In a press release last week, Andy Miller, the president of the N.C. Sheriff Police Alliance, defended the law, stating, ‘The new Body Camera Law … all but eliminates the typical political agendas of different politicians and narrative movement groups.’

But it should be obvious that no political agendas or opinions were eliminated because these recordings were kept out of the public eye. Instead, the withholding made the situation worse….

Law-enforcement officers perform a difficult and sometimes dangerous task that’s necessary for society to function smoothly. For the most part, officers operate with courage and integrity, which video footage can verify.

In a relative few cases, a bad apple misbehaves. Video footage can verify that, also. But not if it’s buried.

It’s not too late for the legislature to repeal this wrongheaded law.”

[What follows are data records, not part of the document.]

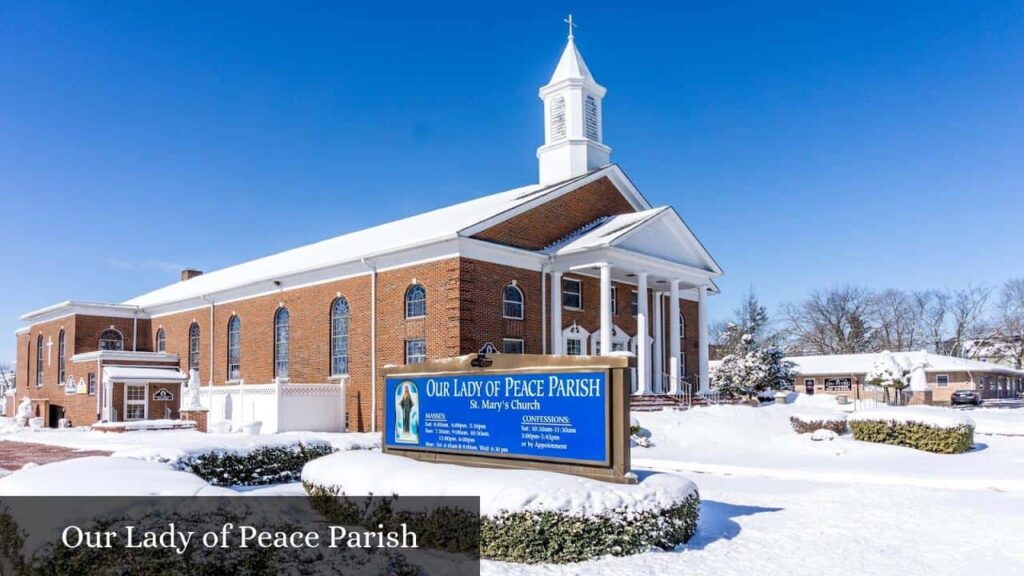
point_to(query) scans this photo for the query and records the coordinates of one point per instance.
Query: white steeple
(571, 119)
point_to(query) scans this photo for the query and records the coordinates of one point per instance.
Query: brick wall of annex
(555, 219)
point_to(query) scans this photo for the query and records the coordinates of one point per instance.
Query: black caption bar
(235, 535)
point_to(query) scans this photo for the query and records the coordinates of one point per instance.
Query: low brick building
(578, 263)
(846, 374)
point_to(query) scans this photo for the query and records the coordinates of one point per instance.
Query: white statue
(192, 401)
(919, 379)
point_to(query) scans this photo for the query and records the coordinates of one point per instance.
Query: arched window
(60, 358)
(194, 346)
(512, 302)
(416, 301)
(590, 113)
(235, 348)
(112, 339)
(557, 118)
(339, 337)
(39, 361)
(281, 343)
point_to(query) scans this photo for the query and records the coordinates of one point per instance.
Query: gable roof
(644, 233)
(452, 221)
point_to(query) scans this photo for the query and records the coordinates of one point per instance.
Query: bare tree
(899, 318)
(1011, 320)
(970, 330)
(833, 321)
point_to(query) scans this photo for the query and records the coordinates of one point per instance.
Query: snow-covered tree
(891, 374)
(753, 370)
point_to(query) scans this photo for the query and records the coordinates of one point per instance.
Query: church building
(578, 263)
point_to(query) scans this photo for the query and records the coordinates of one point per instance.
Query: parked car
(966, 397)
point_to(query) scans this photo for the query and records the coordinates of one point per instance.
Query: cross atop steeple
(569, 22)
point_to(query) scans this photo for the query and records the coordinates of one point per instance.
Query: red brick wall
(464, 311)
(555, 219)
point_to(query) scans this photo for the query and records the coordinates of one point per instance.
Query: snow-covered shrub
(822, 435)
(527, 516)
(554, 537)
(809, 423)
(266, 464)
(924, 430)
(754, 371)
(889, 373)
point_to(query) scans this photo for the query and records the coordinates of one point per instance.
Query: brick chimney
(189, 273)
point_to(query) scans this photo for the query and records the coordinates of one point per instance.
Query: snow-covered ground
(767, 527)
(760, 442)
(773, 501)
(172, 445)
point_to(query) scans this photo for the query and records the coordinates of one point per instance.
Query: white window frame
(143, 403)
(101, 339)
(520, 341)
(506, 302)
(418, 356)
(576, 332)
(578, 292)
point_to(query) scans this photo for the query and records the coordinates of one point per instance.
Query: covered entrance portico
(654, 251)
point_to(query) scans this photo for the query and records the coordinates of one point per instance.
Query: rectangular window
(134, 402)
(512, 345)
(573, 346)
(571, 293)
(839, 384)
(416, 351)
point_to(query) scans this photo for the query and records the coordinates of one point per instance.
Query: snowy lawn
(767, 527)
(174, 445)
(760, 442)
(361, 472)
(102, 476)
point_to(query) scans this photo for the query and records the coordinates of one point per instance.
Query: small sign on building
(163, 395)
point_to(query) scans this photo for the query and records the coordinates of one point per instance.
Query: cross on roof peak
(572, 25)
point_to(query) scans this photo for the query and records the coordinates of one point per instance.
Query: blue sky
(808, 145)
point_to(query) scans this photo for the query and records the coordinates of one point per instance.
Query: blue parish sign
(559, 416)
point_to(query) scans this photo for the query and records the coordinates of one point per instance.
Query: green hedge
(269, 464)
(548, 537)
(915, 435)
(802, 425)
(556, 537)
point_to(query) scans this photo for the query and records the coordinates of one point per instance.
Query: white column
(605, 309)
(658, 356)
(674, 342)
(643, 340)
(702, 338)
(556, 313)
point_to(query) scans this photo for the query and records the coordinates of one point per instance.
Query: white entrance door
(135, 404)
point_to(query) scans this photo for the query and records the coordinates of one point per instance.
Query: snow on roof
(570, 66)
(138, 373)
(418, 230)
(605, 232)
(862, 363)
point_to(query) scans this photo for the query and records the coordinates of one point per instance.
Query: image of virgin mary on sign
(407, 412)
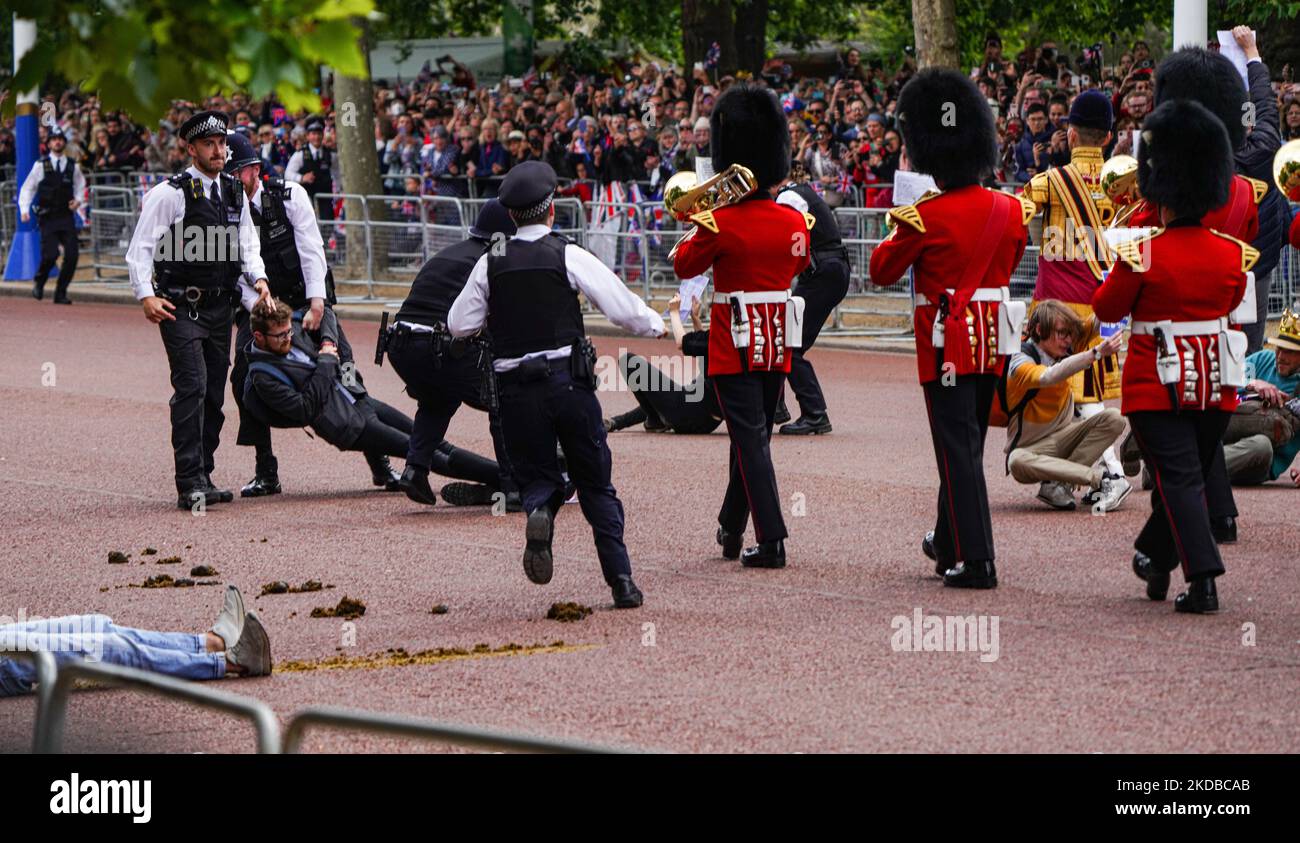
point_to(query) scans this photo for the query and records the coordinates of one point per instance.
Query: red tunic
(940, 237)
(1238, 217)
(759, 247)
(1192, 273)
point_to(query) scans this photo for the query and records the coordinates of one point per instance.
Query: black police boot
(1200, 597)
(415, 483)
(976, 574)
(807, 426)
(1157, 580)
(1223, 530)
(625, 592)
(382, 474)
(260, 485)
(537, 552)
(731, 543)
(765, 554)
(927, 547)
(468, 493)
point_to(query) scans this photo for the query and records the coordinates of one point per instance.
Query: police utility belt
(740, 320)
(1225, 357)
(1010, 316)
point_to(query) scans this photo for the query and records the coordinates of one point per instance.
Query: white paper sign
(1230, 50)
(911, 186)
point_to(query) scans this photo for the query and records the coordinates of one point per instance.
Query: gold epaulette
(909, 215)
(1249, 254)
(1259, 187)
(1130, 251)
(705, 219)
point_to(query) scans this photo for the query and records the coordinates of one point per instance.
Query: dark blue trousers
(537, 415)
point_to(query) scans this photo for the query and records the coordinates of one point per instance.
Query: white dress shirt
(161, 208)
(38, 172)
(307, 238)
(586, 275)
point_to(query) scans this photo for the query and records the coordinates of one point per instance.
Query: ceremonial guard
(193, 255)
(527, 297)
(56, 185)
(312, 167)
(962, 243)
(298, 273)
(1074, 259)
(442, 372)
(755, 247)
(1184, 362)
(822, 286)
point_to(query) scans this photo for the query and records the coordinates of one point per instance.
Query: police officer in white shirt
(527, 294)
(193, 255)
(56, 185)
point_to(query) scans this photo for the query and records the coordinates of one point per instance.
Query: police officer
(191, 293)
(311, 167)
(528, 298)
(294, 255)
(822, 286)
(56, 184)
(442, 372)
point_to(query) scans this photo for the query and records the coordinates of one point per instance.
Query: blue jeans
(96, 638)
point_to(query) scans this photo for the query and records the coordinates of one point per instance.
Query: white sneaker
(1056, 495)
(1112, 493)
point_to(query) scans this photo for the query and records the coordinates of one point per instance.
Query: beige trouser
(1067, 455)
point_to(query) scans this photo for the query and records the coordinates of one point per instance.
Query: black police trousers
(198, 353)
(820, 293)
(252, 432)
(958, 424)
(55, 232)
(748, 402)
(1179, 449)
(537, 414)
(440, 385)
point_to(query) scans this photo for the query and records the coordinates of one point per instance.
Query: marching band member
(962, 243)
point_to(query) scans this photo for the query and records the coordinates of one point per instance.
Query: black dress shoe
(415, 483)
(537, 552)
(731, 543)
(978, 574)
(1200, 597)
(260, 485)
(1223, 530)
(468, 493)
(625, 592)
(927, 547)
(765, 554)
(1157, 582)
(807, 426)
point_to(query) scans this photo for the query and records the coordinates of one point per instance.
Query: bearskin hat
(1184, 161)
(948, 128)
(1209, 78)
(748, 128)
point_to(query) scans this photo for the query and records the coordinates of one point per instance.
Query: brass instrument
(1286, 171)
(1119, 182)
(685, 195)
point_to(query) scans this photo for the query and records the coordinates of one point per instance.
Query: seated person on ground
(237, 645)
(1045, 442)
(294, 383)
(666, 405)
(1264, 436)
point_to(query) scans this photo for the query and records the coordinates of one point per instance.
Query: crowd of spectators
(442, 133)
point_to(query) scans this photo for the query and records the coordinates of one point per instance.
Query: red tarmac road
(719, 658)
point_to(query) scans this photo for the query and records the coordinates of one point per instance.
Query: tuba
(685, 194)
(1286, 171)
(1119, 182)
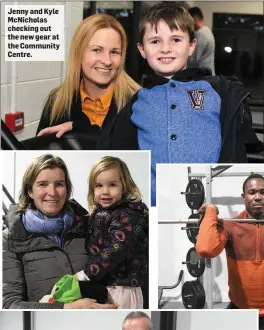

Click here to read the entire editorial.

And this is from a Broadcasting editorial entitled “Outcry over Charlotte police shooting shows NC’s police body cam law needs revision”:

“But now, days before House Bill 972, “Law Enforcement Recordings/No Public Record” becomes effective, significant weaknesses and concerns are all too obvious in this bill passed in a rush.

First, and foremost, the new law says the police videos are NOT public records. Unlike nearly all other information collected by government officials at taxpayer expense that is considered a public record, these recordings are not. So, instead of government officials having to prove why the information should NOT be available, it is taxpayers who must prove, in court, the public has a right to the video.

At a signing ceremony photo-op, McCrory said the new law would “gain the public trust by promoting uniformity, clarity and transparency.” The law does achieve two of the governor’s criteria. Providing uniformity and clarity in how such recordings are handled across the state removes guess work and confusion among the state’s various local and regional public safety agencies.

However, the law utterly fails in its most crucial aspect — transparency.

When the public is denied access to information, there is no transparency, there is no way for taxpayers to independently determine if a version of events described by the accused, witnesses, or law enforcement, is accurate….

The General Assembly should, as soon as possible, revise the law and make sure the recordings are public records with appropriate provisions for citizens to easily gain access to the recordings.

Assuring the public has access to information about the conduct of law enforcement in their community rarely conflicts with the conduct of investigations. But hiding that information can easily damage the hard-earned confidence law enforcement agency seek to develop in their communities.”